Thursday, May 16, 2024

Looking Back and Moving Forward: How far have we come in 20 years with mobile accessibility?

The history of accessible technology and in particular mobile phones offers a case study in how these devices have made a significant difference in the lives of people with disabilities and older users. Just a few weeks in advance of #GAAD2024, the publication of Vol. 18 of the ATOP Journal provides a review of more than 20 years of mobile technology development, exploring how the three-pronged approach of policy initiatives, industry efforts, and end-user advocacy resulted in a wide range of accessibility features.


For its 20th anniversary, the Assistive Technology Outcomes and Benefits (ATOB) Journal dedicated the 2024 issue to "Looking Back and Moving Forward: 20 Years of Assistive Technology Outcomes and Benefits.” This was a good opportunity to explore the history of accessible devices , from mobile phones and tablets through to smartwatches, and how these devices have become both accessible and assistive. 

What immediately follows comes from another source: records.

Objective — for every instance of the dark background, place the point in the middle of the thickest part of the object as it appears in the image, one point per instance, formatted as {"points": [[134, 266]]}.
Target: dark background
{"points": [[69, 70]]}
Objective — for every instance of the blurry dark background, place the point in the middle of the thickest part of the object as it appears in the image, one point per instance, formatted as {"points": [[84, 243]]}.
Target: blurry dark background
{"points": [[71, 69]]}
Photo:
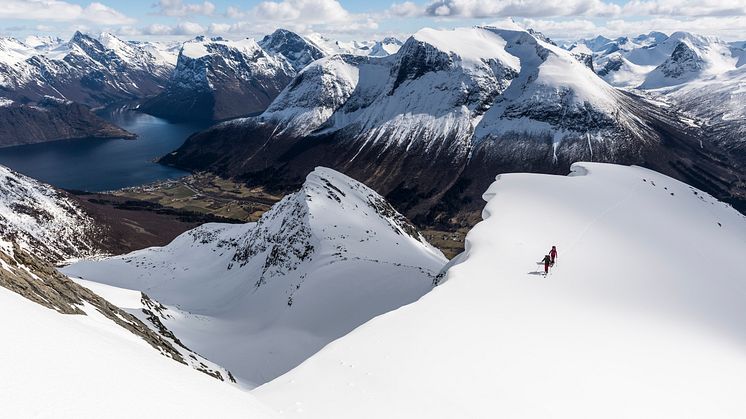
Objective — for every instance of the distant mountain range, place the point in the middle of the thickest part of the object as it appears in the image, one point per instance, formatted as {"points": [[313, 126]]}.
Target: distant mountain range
{"points": [[431, 125], [201, 79], [392, 113]]}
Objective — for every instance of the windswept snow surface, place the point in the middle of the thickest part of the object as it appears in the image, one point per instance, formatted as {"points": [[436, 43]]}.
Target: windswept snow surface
{"points": [[68, 366], [260, 298], [643, 316], [43, 220]]}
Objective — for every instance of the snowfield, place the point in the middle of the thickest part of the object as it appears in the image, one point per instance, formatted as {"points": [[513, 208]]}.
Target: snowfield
{"points": [[261, 298], [68, 366], [643, 316]]}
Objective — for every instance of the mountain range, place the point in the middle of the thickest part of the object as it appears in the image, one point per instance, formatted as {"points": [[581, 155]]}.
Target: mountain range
{"points": [[455, 107]]}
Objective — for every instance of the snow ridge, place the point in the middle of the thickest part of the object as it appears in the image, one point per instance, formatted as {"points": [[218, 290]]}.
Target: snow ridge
{"points": [[260, 298]]}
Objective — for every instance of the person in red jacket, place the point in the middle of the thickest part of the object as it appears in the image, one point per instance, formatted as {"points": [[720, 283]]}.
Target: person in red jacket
{"points": [[553, 254], [547, 261]]}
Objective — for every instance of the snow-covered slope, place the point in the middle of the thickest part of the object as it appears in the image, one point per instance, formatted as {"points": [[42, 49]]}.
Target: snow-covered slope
{"points": [[43, 220], [40, 227], [217, 79], [693, 57], [451, 106], [85, 70], [87, 367], [642, 316], [260, 298], [296, 50], [51, 119]]}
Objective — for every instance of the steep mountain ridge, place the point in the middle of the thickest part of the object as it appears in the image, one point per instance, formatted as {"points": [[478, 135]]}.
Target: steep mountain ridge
{"points": [[217, 79], [260, 298], [451, 107], [636, 303], [41, 227], [84, 70], [52, 119]]}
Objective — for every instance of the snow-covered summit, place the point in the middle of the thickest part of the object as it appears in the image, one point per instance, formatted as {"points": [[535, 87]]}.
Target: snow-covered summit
{"points": [[485, 98], [693, 57], [295, 49], [85, 69], [643, 314], [260, 298], [217, 79]]}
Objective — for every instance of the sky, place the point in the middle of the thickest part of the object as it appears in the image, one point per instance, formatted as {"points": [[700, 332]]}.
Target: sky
{"points": [[366, 19]]}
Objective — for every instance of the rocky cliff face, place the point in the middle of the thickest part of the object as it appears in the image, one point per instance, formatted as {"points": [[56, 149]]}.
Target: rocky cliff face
{"points": [[41, 227]]}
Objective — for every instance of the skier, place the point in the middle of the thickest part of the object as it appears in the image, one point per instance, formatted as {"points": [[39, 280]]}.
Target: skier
{"points": [[553, 254], [547, 261]]}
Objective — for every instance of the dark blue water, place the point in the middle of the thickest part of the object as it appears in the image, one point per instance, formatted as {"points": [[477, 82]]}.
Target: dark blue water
{"points": [[99, 165]]}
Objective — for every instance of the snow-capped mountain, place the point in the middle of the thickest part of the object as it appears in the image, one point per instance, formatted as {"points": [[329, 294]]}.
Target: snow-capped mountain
{"points": [[52, 119], [86, 70], [295, 49], [43, 221], [385, 47], [372, 48], [642, 315], [40, 227], [693, 57], [217, 79], [452, 107], [656, 60], [260, 298]]}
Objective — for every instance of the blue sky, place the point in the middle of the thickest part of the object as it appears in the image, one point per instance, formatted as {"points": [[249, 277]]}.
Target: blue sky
{"points": [[366, 19]]}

Under the title “Accessible Mobile Phones: Bridging the Gap in AT Provision and Service Delivery”, the MWF, with the support of David Banes, highlights how mobile technology has been at the forefront of improving communications and access to digital content for people with a disability for well over 20 years.


Legislation such as Section 508 of the Rehabilitation Act (1998) and the 21st Century Communications and Video Accessibility Act (CVAA, 2010) in the US certainly spurred developments along, particularly in the US. But device manufacturers had already started including features to help people with disabilities and older users with the use of the devices well before this. 


As the range of accessibility features and third-party enhancements (mobile apps and compatible assistive technology) expanded and evolved, it became essential to better inform users about the available options and solutions. While some countries had national requirements for information provision for those with disabilities, it was not until the creation of the Global Accessibility Reporting Initiative (GARI) in 2008 by the Mobile & Wireless Forum (MWF) that one comprehensive and global information source on the available accessibility features within mobile phones was established. GARI is still the central source of information helping consumers find accessible devices on the market. 


Today's smartphones include accessibility features that can complement—and in many cases, replace— specialized assistive technology (AT). Once separate, and often expensive, technology such as screen-readers, screen loops, speech-to-text programs, or alternative augmented communication (AAC) are now effectively all within a typical smartphone. Over the past decade in particular, the design of products that empower people with a disability has shifted from these specialized and dedicated products to features and functions that are designed for the use and benefit of all. 


Despite the advances on the technology front, the one element that still needs further attention is the lack of official recognition that accessible consumer electronics can replace the need for separate specialized equipment. Assistive programs in many countries still shun accessible consumer products such as smartphones, when that one device can provide so many features and is attractive and usable by everyone. 


So how far have we come on mobile accessibility in 20 years? It’s fair to say a long way. And with legislation like the European Accessibility Act, that will cement the need for accessibility to be a key design factor right from the beginning, the  greatest need now is to focus on informing consumers about the large variety of features that already exist and how to get started using those functionalities. 


For the full story of mobile accessibility development and a detailed discussion, we invite you to have a look at the paper “Accessible Mobile Phones: Bridging the Gap in AT Provision and Service Delivery”. The ATOP Journal is open access and you can download it for free following this link:



The ATOP Journal was launched by the Assistive Technology Industry Association (ATIA) in 2004 in an effort to advance the assistive technology (AT) field and highlight new information on the outcomes and benefits of AT for persons with disabilities. ATOB is a leading, open access, peer-reviewed journal in the field of AT.